SMODER modules

SMODER: spatial multi-omics deconvolution toolkit.

smoder.omics_reconstruct(omics_type: str, expr_path: str, spatial_path: str, target_genes: Sequence[str] | None, hidden_dim: int = 64, n_layers: int = 3, epochs: int = 500, lr: float = 0.0001, patience: int = 30, save_path: str | None = None, encoder_key: str | None = None, device: str | None = None, seed: int = 42, n_angles: int = 100, batch_size: int = 64, print_interval: int = 10, do_lognorm: bool = True, target_sum: float = 10000.0, spatial_k: int = 12, do_preprocess: bool | None = None, pre_k: int = 8, pre_quantile: float = 0.8, pre_support: float = 0.3) anndata.AnnData[source]

Reconstruct selected RNA or second-modality gene/feature signals.

Parameters:
  • omics_type – One of "RNA", "ATAC", "PEAK", "EPIGENOMICS", "ADT", or "PROTEIN".

  • expr_path – Path to an AnnData file containing the target expression/signal matrix.

  • spatial_path – Path to a SMODER result AnnData file containing spatial coordinates and encoder representations.

  • target_genes – Genes or features to reconstruct. If None, all features are used.

  • encoder_key – Key in spatial_path.obsm used as model input. If None, a default is selected based on omics_type.

  • save_path – Optional output path for saving the reconstructed AnnData object.

Returns:

Reconstructed AnnData object. .X stores denoised/reconstructed signals, .obsm["spatial"] stores spatial coordinates, and .layers["original_label"] stores the target labels used for fitting.

Return type:

AnnData

smoder.get_cell_type_proportions(adata: anndata.AnnData, obsm_key: str = 'cell_type_proportions', obs_start_col: int | None = None, cell_type_names: Sequence[str] | None = None) pandas.DataFrame[source]

Extract cell-type proportion matrix from a SMODER result AnnData object.

Priority: 1. use adata.obsm[obsm_key] if available; 2. otherwise use adata.obs.iloc[:, obs_start_col:].

smoder.plot_all_cell_type_proportions(adata: anndata.AnnData, out_path: str, obsm_key: str = 'cell_type_proportions', obs_start_col: int | None = None, cell_type_names: Sequence[str] | None = None, ncols: int = 6, point_size: float = 2, cmap: str = 'viridis', vmin: float = 0, vmax: float = 1, title: str = 'Spatial heatmaps of cell-type proportions', spatial_key: str = 'spatial', flip_y: bool = True, dpi: int = 200) pandas.DataFrame[source]

Save one panel containing all cell-type proportion heatmaps.

smoder.plot_cell_type_proportion_panel(adata: anndata.AnnData, out_path: str, obsm_key: str = 'cell_type_proportions', obs_start_col: int | None = None, cell_type_names: Sequence[str] | None = None, selected_cell_types: Sequence[str] | None = None, top_n: int | None = 12, ncols: int = 4, point_size: float = 4, cmap: str = 'viridis', vmin: float | None = None, vmax: float | None = None, title: str = 'Spatial heatmaps of cell-type proportions', spatial_key: str = 'spatial', flip_y: bool = True, dpi: int = 300) pandas.DataFrame[source]

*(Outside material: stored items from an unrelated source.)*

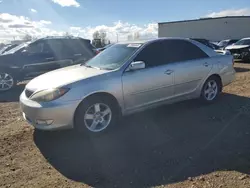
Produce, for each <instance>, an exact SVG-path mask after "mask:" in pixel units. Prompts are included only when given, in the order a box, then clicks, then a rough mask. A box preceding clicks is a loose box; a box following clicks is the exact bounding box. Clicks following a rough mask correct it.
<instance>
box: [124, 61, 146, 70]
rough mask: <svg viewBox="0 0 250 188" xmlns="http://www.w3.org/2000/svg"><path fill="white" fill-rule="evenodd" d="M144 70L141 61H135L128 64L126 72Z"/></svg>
mask: <svg viewBox="0 0 250 188" xmlns="http://www.w3.org/2000/svg"><path fill="white" fill-rule="evenodd" d="M144 68H145V63H144V62H143V61H135V62H132V63H131V64H130V66H129V68H128V71H134V70H139V69H144Z"/></svg>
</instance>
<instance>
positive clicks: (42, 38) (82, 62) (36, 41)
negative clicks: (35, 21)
mask: <svg viewBox="0 0 250 188" xmlns="http://www.w3.org/2000/svg"><path fill="white" fill-rule="evenodd" d="M93 56H95V51H94V47H93V46H92V45H91V43H90V40H86V39H82V38H79V37H46V38H41V39H38V40H36V41H34V42H31V43H25V44H21V45H19V46H17V47H15V48H13V49H11V50H10V51H8V52H7V53H5V54H3V55H0V91H7V90H10V89H11V88H13V87H14V86H15V85H16V83H17V82H19V81H24V80H28V79H31V78H34V77H36V76H38V75H40V74H43V73H45V72H48V71H51V70H55V69H58V68H61V67H66V66H70V65H74V64H78V63H84V62H85V61H87V60H89V59H90V58H92V57H93ZM65 76H66V75H65Z"/></svg>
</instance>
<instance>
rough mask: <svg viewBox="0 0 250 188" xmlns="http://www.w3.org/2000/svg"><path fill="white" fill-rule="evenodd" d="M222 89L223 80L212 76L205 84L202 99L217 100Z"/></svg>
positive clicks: (205, 101)
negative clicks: (222, 82) (221, 88)
mask: <svg viewBox="0 0 250 188" xmlns="http://www.w3.org/2000/svg"><path fill="white" fill-rule="evenodd" d="M220 91H221V82H220V80H219V79H218V78H217V77H210V78H208V79H207V81H206V82H205V84H204V85H203V88H202V91H201V99H202V101H204V102H206V103H211V102H213V101H215V100H216V99H217V97H218V95H219V93H220Z"/></svg>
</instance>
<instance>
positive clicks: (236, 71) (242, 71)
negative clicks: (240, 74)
mask: <svg viewBox="0 0 250 188" xmlns="http://www.w3.org/2000/svg"><path fill="white" fill-rule="evenodd" d="M234 69H235V71H236V72H249V71H250V69H248V68H243V67H235V68H234Z"/></svg>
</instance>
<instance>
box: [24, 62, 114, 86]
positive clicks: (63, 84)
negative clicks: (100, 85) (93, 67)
mask: <svg viewBox="0 0 250 188" xmlns="http://www.w3.org/2000/svg"><path fill="white" fill-rule="evenodd" d="M106 72H109V71H108V70H99V69H95V68H88V67H85V66H81V65H74V66H70V67H65V68H62V69H57V70H54V71H51V72H48V73H45V74H42V75H40V76H38V77H36V78H34V79H32V80H31V81H30V82H29V83H28V84H27V85H26V89H29V90H32V91H40V90H44V89H50V88H57V87H61V86H64V85H68V84H71V83H74V82H77V81H80V80H83V79H87V78H90V77H94V76H98V75H101V74H104V73H106Z"/></svg>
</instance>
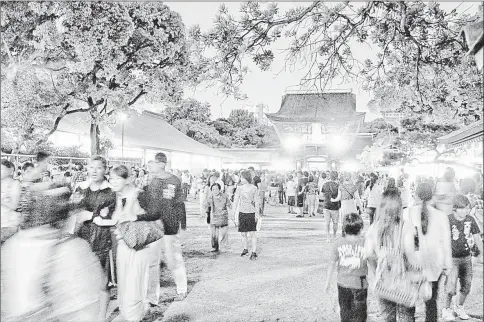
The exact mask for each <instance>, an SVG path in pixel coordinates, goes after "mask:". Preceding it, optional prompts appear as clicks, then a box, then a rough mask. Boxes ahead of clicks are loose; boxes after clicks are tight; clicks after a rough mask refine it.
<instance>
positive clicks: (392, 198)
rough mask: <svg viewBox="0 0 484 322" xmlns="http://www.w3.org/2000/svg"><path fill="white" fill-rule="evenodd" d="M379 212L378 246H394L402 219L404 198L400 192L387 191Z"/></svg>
mask: <svg viewBox="0 0 484 322" xmlns="http://www.w3.org/2000/svg"><path fill="white" fill-rule="evenodd" d="M377 211H378V216H377V217H378V221H379V222H378V227H379V228H378V244H380V242H382V243H383V245H384V246H394V245H395V242H396V239H395V237H396V234H395V233H396V229H398V227H399V225H400V223H401V221H402V220H403V219H402V198H401V197H400V193H399V191H398V190H394V189H391V190H386V191H385V192H384V193H383V194H382V197H381V202H380V208H379V209H378V210H377Z"/></svg>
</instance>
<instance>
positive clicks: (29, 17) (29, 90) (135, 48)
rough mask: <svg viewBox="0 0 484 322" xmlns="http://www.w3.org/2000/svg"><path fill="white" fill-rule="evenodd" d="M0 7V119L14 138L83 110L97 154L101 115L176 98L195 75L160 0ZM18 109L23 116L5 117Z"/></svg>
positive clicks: (184, 45)
mask: <svg viewBox="0 0 484 322" xmlns="http://www.w3.org/2000/svg"><path fill="white" fill-rule="evenodd" d="M1 9H2V10H1V13H2V17H1V18H2V19H1V20H2V25H1V32H2V48H1V58H2V66H1V67H2V75H1V77H2V94H3V95H2V124H3V123H4V114H6V118H5V123H8V124H9V127H12V128H15V129H18V131H19V133H18V134H19V135H18V137H19V138H21V140H20V141H22V140H26V139H37V138H40V140H43V141H45V140H46V139H47V137H48V136H49V135H50V134H52V133H53V132H54V131H55V130H56V128H57V126H58V124H59V122H60V120H61V119H62V118H63V117H64V116H65V115H68V114H74V113H88V114H89V115H90V119H91V139H92V140H91V142H92V146H91V150H92V151H91V152H92V153H98V152H99V136H100V134H99V123H100V122H114V121H115V120H113V117H115V114H116V113H117V112H118V111H122V110H125V109H128V108H140V106H141V105H136V103H137V102H141V100H144V101H146V102H159V101H177V100H179V99H180V97H181V93H182V90H183V86H185V85H187V84H191V79H196V77H192V76H193V75H192V74H191V71H192V69H191V68H190V67H191V64H190V61H189V53H188V45H187V42H186V36H185V27H184V25H183V23H182V22H181V19H180V16H179V15H178V14H177V13H175V12H173V11H171V10H170V9H169V8H168V7H167V6H166V5H164V4H162V3H159V2H151V3H136V2H131V3H122V2H2V4H1ZM23 84H27V85H29V84H30V85H29V86H24V85H23ZM18 114H23V115H26V117H24V119H22V120H19V122H17V123H9V122H7V120H8V118H10V119H16V115H18ZM42 115H45V119H44V118H43V117H41V116H42ZM21 124H23V126H19V125H21ZM32 128H34V129H39V130H38V131H37V132H38V133H37V132H36V131H33V132H32V130H30V129H32ZM10 131H13V130H10Z"/></svg>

Save a multi-panel figure of selected cell-type proportion heatmaps.

smoder.plot_embedding_spatial_clustering(adata: anndata.AnnData, out_path: str, embedding_key: str = 'embedding', cluster_key: str = 'smoder_cluster', method: str = 'leiden', resolution: float = 0.6, n_neighbors: int = 15, spatial_key: str = 'spatial', flip_y: bool = True, point_size: float = 6, dpi: int = 300) anndata.AnnData[source]

Cluster a learned embedding and save a spatial cluster map.

smoder.plot_reconstruction_heatmaps(recon_adata: anndata.AnnData, out_dir: str, prefix: str, title_prefix: str, spatial_key: str = 'spatial', flip_y: bool = True, point_size: float = 6, cmap: str = 'viridis', dpi: int = 300) None[source]

Save spatial heatmaps for all reconstructed genes/features in recon_adata.